Come the early morning the weekend went as expected, we didn’t shoot a deer, in reality in all of our years hunting (lasting until the early 2000’s) we only got one deer , it was always about a father and son spending quality time with each other. This weekend like many others ended with no spent rounds and we closed up Sunday afternoon as the winter sun slid behind the mountain in early afternoon we headed home, empty handed but fully satisfied with our time together. The ride home usually about 3hrs saw nothing out of the ordinary. Arriving home and dangerously close to my bed time I exchanged a loving hug with my mother and held off with an recanting of our weekend till the following day.

Arriving home from school about 330pm Monday afternoon I walked into the kitchen to find my mother and father sitting at the kitchen table. As I stepped into the room my father glanced in my direction stood up and walked into the other room. My mother instructed me sit down with her at the table. My mind raced with all the mischief that my nickname Ricky the wreaker earned me, nothing that would rise to this level of interrogation came to mind. My mother in a calm voice began questioning me in a most impressive Socratic manner. She wanted me to talk her through the details of our hunting trip, starting when we left Chelmsford and ending when we returned. As I weaved through the narrative of the weekend I came upon the part of seeing the trailer lights a blaze and the discussion with my father about Uncle Eddie’s unexpected visit….. It was then that it occurred to me that there never was any Uncle Eddie, that the trailer lights could not have been “ablaze”, t! hat something else was there, something else was present. She asked me to describe what the trailer look like with these lights on, I said “a passenger train at night,” several windows all lit up. At this my mother called in my father, she indicated that our stories match exactly even down to our description of the “object” we had seen , then she dropped a bombshell and confirmed a thought that was slowly formulating with in me, she said in a most excited declaration “ You’ve seen a UFO!!” It turned out that Sunday night as my mother and father discussed the weekend she mentioned that she had visited with Eddie and Aunt Flora, it was when my father hear this that he recalled the pause and discussion with me regarding the visiting Uncle Eddie, who actually never visited and was in Massachusetts the entire weekend. My mother always the sharp pencil devised the interrogation the next day in large part to assuage her own skepticism.
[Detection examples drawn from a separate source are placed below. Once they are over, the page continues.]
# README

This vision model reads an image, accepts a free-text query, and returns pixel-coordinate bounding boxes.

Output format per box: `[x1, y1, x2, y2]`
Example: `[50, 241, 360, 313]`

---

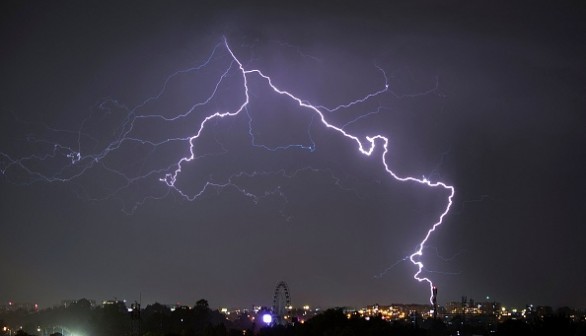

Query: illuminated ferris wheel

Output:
[273, 281, 291, 324]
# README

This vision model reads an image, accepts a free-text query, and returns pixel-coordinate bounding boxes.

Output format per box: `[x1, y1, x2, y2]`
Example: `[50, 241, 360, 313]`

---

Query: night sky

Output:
[0, 1, 586, 308]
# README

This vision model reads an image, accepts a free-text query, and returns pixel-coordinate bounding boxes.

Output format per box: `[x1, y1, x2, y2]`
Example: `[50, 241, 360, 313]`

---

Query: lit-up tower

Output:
[273, 281, 291, 325]
[431, 286, 437, 320]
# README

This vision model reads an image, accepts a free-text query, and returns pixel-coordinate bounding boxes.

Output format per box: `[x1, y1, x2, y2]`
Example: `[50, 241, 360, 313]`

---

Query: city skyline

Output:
[0, 1, 586, 309]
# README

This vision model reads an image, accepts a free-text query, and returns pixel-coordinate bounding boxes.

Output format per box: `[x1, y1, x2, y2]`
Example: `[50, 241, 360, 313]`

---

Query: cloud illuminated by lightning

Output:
[0, 38, 455, 302]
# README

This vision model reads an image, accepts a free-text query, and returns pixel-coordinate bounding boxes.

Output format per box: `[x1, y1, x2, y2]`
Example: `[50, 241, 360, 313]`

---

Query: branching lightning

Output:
[0, 38, 455, 302]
The obvious implication in this account should be obvious, but here are my major conclusion points.

1. Uncle Eddie never actually came to Vermont, but yet we clearly saw a significant non-natural object on the side of the mountain. The only man made object was our trailer.

2. There is no evidence but I surmise that the “flat spot we had cleared for the Chalet construction in the spring of 1980 was the likely landing spot for this UFO.” 3. We feel there was a time issue, we found it unusual that the “local party” disappeared so quickly, although not itself much, taken in the totality of the evening it is suspicious.
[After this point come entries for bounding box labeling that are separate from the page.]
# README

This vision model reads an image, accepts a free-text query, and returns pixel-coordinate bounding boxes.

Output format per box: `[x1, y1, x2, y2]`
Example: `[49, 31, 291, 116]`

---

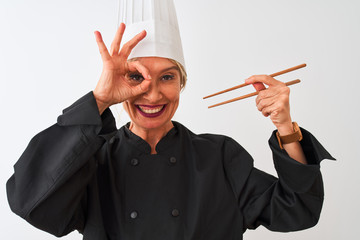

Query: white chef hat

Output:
[118, 0, 185, 67]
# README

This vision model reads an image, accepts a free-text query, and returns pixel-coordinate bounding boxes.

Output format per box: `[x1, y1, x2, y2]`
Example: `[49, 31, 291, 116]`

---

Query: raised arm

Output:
[246, 75, 307, 164]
4. The trailer driveway wasn’t accessible via vehicle, we could only get within 30yards, and the Flat spot was another 75yards up a steep unimproved driveway further up. This eliminates the possibility that we saw a bus or some other man made vehicle.
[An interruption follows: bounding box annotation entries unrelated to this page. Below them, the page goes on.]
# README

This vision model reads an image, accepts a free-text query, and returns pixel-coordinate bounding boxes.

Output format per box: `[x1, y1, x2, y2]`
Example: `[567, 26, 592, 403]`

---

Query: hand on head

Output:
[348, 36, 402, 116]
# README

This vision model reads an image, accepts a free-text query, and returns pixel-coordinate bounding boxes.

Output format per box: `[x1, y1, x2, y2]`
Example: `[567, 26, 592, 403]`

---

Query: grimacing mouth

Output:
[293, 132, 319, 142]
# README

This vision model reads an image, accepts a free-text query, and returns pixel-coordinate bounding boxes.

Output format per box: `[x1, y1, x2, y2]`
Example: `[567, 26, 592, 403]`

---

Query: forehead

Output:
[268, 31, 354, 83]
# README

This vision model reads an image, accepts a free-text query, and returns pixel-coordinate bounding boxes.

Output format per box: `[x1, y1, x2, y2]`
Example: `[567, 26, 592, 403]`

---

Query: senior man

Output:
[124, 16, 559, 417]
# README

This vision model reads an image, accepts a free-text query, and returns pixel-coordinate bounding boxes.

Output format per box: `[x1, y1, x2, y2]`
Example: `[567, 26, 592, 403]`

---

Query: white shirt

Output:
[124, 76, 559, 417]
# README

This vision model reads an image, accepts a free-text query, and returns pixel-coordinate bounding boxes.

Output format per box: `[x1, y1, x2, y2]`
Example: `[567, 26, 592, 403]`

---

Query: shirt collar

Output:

Ok, well that is pretty much it. In the decades since I’ve often talked with my father about that night, we needed to remind each other from time to time that what we saw really happened. A few years back I put an idea to him that maybe when we got to the bottom of Notch End Road, that maybe we turned right after all, that we came upon whatever was there at the trailer, he would just nod and same maybe. Well that’s it, do with this as you please.